Passiamo dalle questioni regolatorie ai fattori tecnologici. Oltre alla penetrazione, sempre più pervasiva dei servizi, anche comunicativi, degli Ott, anche l’evoluzione della tecnologia e dei modelli di business tenderà nei prossimi anni a mettere sempre più in discussione l’asset rappresentato dalle infrastrutture possedute dalle Telco: la diffusione di soluzioni tecnologiche di tipo short distance; la crescita delle tecnologie D2D, che permettono la comunicazione diretta fra i terminali senza ricorrere alla rete dell’operatore; la progressiva virtualizzazione delle architetture di rete e quindi la crescente preminenza del software.
Alla luce di queste tendenze, si prefigura il rischio che i forti investimenti in programma sul potenziamento delle reti abbiano un rendimento molto scarso, sia sul versante privato, sia su quello pubblico.

Se si ragiona con criteri d’investimento e con i costi delle infrastrutture attuali, il rischio che quell’investimento non diverrà mai remunerativo certamente c’è. Bisogna però anche considerare che i costi per realizzare le reti potranno essere nei prossimi anni abbastanza più bassi del passato, utilizzando nuove soluzioni, basate su tecnologie non tradizionali. Il costo della posa della fibra è quello: c’è poco da fare (tant’è che Google, poco tempo fa, ha annunciato che smetteva di fare i suoi servizi Google Fiber). Oggi però con il wireless, o con una combinazione di wireless e fibra, si può fare molto. Inoltre, le architetture di rete possono essere molto semplificate, così come i costi delle infrastrutture tecnologiche possono essere molto abbattuti. In questa maniera il problema finirà con lo spostarsi dai fornitori di servizi ai costruttori di telecomunicazioni tradizionali, che andranno in crisi più di quanto non siano già adesso.

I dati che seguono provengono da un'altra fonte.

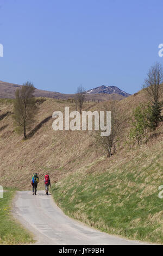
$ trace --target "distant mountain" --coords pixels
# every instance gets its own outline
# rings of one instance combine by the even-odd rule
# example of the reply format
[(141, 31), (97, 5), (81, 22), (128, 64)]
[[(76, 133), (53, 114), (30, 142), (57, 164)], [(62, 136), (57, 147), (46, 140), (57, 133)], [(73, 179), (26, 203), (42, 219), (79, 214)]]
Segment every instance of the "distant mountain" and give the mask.
[[(22, 86), (8, 83), (0, 81), (0, 98), (14, 99), (17, 89), (21, 88)], [(120, 90), (116, 86), (102, 86), (85, 92), (86, 100), (104, 101), (121, 100), (130, 95), (128, 93)], [(35, 97), (47, 97), (60, 100), (66, 100), (73, 98), (74, 94), (66, 94), (56, 92), (49, 92), (35, 88)]]
[(101, 86), (98, 87), (96, 87), (93, 89), (91, 89), (86, 92), (87, 94), (92, 94), (97, 93), (107, 93), (108, 94), (119, 94), (120, 95), (123, 96), (124, 97), (128, 97), (130, 95), (129, 93), (126, 93), (123, 90), (121, 90), (118, 88), (116, 86)]

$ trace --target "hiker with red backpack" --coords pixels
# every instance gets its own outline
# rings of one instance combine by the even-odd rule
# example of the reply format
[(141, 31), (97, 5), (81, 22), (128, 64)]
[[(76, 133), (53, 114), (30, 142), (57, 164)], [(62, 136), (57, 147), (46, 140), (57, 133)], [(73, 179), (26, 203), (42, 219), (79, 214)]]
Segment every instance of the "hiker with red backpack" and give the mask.
[(32, 186), (33, 194), (36, 194), (37, 184), (39, 179), (37, 173), (35, 173), (32, 179), (31, 184)]
[(51, 180), (50, 180), (49, 176), (48, 174), (46, 174), (45, 176), (44, 183), (45, 183), (46, 194), (47, 195), (48, 195), (48, 191), (49, 191), (49, 186), (50, 185), (50, 186), (51, 187)]

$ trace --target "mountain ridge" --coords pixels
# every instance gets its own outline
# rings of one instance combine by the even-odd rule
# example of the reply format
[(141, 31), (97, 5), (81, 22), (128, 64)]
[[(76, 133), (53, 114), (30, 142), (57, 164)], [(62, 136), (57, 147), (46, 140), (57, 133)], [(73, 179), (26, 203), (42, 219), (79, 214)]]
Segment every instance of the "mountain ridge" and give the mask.
[[(14, 99), (17, 89), (20, 88), (21, 85), (14, 84), (0, 81), (0, 98)], [(35, 88), (35, 97), (46, 97), (56, 99), (67, 100), (72, 99), (75, 94), (64, 94), (57, 92), (50, 92)], [(85, 92), (86, 100), (121, 100), (130, 94), (122, 91), (115, 86), (101, 86)]]

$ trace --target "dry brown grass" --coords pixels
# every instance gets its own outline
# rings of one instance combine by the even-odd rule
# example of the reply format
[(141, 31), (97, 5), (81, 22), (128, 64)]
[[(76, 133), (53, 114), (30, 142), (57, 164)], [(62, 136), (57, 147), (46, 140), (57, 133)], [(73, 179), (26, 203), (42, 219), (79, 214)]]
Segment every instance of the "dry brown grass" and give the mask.
[[(130, 125), (129, 117), (132, 109), (140, 102), (144, 102), (144, 100), (143, 93), (139, 92), (136, 96), (131, 95), (119, 102), (122, 115), (126, 119), (123, 130), (124, 136)], [(85, 103), (84, 110), (100, 110), (103, 104), (102, 102)], [(54, 111), (64, 112), (65, 106), (70, 106), (70, 111), (75, 109), (73, 103), (47, 99), (39, 106), (33, 129), (52, 115)], [(9, 111), (12, 112), (12, 105), (1, 106), (1, 115)], [(52, 118), (48, 119), (33, 136), (24, 141), (22, 136), (14, 131), (11, 115), (0, 121), (0, 175), (2, 185), (21, 190), (30, 189), (32, 175), (37, 172), (40, 180), (39, 188), (42, 188), (43, 176), (46, 173), (49, 174), (53, 183), (77, 170), (83, 169), (85, 175), (106, 170), (109, 172), (112, 171), (112, 167), (115, 168), (120, 163), (122, 164), (126, 161), (129, 168), (129, 160), (136, 159), (140, 154), (140, 148), (128, 150), (124, 149), (121, 144), (117, 154), (111, 160), (108, 160), (101, 149), (96, 147), (93, 139), (87, 131), (54, 131), (52, 129)], [(160, 126), (159, 138), (153, 138), (150, 145), (142, 146), (142, 154), (149, 147), (153, 149), (153, 145), (162, 137), (162, 126)], [(158, 144), (158, 147), (161, 146)], [(146, 164), (145, 161), (145, 166)], [(139, 169), (138, 164), (135, 178), (142, 175), (143, 173)], [(130, 183), (128, 186), (133, 187), (134, 184)], [(150, 191), (150, 188), (149, 190)], [(148, 192), (147, 191), (147, 193)]]

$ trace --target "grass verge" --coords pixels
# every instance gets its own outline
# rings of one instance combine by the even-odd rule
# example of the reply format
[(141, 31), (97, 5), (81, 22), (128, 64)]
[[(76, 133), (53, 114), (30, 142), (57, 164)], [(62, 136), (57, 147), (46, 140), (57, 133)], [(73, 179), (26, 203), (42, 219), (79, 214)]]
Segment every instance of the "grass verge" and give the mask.
[(157, 156), (145, 168), (142, 156), (139, 168), (134, 159), (103, 172), (77, 172), (54, 185), (52, 192), (66, 214), (90, 226), (162, 244), (163, 199), (158, 197), (162, 166), (155, 168), (161, 159)]
[(21, 245), (34, 242), (32, 235), (27, 231), (12, 216), (10, 208), (12, 199), (16, 192), (7, 188), (0, 198), (0, 244)]

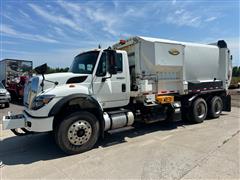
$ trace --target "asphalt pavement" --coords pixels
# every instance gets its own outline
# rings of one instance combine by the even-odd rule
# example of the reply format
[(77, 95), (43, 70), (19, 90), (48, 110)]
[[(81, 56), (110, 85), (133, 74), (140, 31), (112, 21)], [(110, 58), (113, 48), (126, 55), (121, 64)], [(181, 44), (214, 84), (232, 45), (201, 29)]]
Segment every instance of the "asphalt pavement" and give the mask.
[[(139, 124), (66, 156), (50, 133), (1, 133), (2, 179), (240, 179), (240, 108), (201, 124)], [(21, 111), (12, 105), (10, 109)], [(0, 116), (9, 109), (0, 109)]]

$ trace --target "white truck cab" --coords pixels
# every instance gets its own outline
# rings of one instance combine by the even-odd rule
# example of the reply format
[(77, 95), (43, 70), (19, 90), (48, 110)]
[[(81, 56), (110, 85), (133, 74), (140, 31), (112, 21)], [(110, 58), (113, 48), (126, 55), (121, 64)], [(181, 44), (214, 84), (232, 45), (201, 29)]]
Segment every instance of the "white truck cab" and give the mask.
[(67, 73), (45, 75), (46, 64), (35, 68), (39, 75), (25, 86), (25, 110), (4, 116), (3, 129), (53, 131), (58, 146), (75, 154), (91, 149), (104, 132), (136, 121), (217, 118), (231, 110), (230, 62), (224, 41), (129, 38), (77, 55)]

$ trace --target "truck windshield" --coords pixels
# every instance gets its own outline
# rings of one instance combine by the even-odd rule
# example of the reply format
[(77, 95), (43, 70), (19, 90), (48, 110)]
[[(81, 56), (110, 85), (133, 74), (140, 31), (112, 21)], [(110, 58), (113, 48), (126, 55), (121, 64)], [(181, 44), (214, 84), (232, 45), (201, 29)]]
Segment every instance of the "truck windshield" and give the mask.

D’altronde, sarà lo stesso mercato finanziario a spingere perché l’investimento si orienti verso soluzioni che danno rendimenti più a breve termine, che non richiedano immobilizzi di lungo termine. Questo tanto più in un settore, come le TLC, in cui le onde di innovazione sono così rapide da poter spiazzare investimenti che abbiano orizzonti di remunerazione troppo lunghi, facendo perdere valore. La conseguenza di questo tipo di tendenza finanziaria è che l’investimento nell’infrastruttura si finisce con il fare più per motivi strategici che non per motivi economici. Ma si tratta di un investimento che non fa certo il privato. È come nel caso delle autostrade, che furono fatte ben prima che vi fossero molte auto pronte a percorrerle e quindi una convenienza economica dell’investimento. Ma le ha fatte lo Stato.

Se l’infrastruttura tradizionale, la rete di cavi, andrà via via perdendo di importanza grazie alla diffusione delle nuove tecnologie, la questione del controllo nazionale sulla rete stessa, che si è posta soprattutto quando il controllo di Telecom Italia è stato acquisito da gruppi di altri paesi, è una questione in via di superamento?

È in parte una questione vecchia, ma solo in parte, perché resta il tema della possibilità di accedere ai contenuti della comunicazione, per motivi di sicurezza e di tipo giudiziario, ma anche per questioni strategiche, inerenti i rapporti fra Stati. Se uno Stato perde il controllo su questi aspetti, perde sovranità.

Ma se questa infrastruttura perde peso perché via via le comunicazioni passeranno anche per altri canali, come evolve la questione, dal punto di vista pubblico?

Il problema sussiste e diverrà sempre più complicato, perché diventa più difficile mantenere la capacità di controllo sia dal punto di vista tecnico, sia dal punto dei rapporti politici con i fornitori di servizio: si è visto poco tempo fa, quando la Cia ha chiesto ad Apple di avere la backdoor per poter controllare certe comunicazioni telefoniche. Ma lo Stato italiano, quali interlocutori potrà avere, visto che i produttori di dispositivi sono tutti di altri paesi? Comunque, poiché la comunicazione dovrà comunque passare attraverso qualche tipo di rete, mantenere il controllo nazionale su tale rete resterà una questione strategic.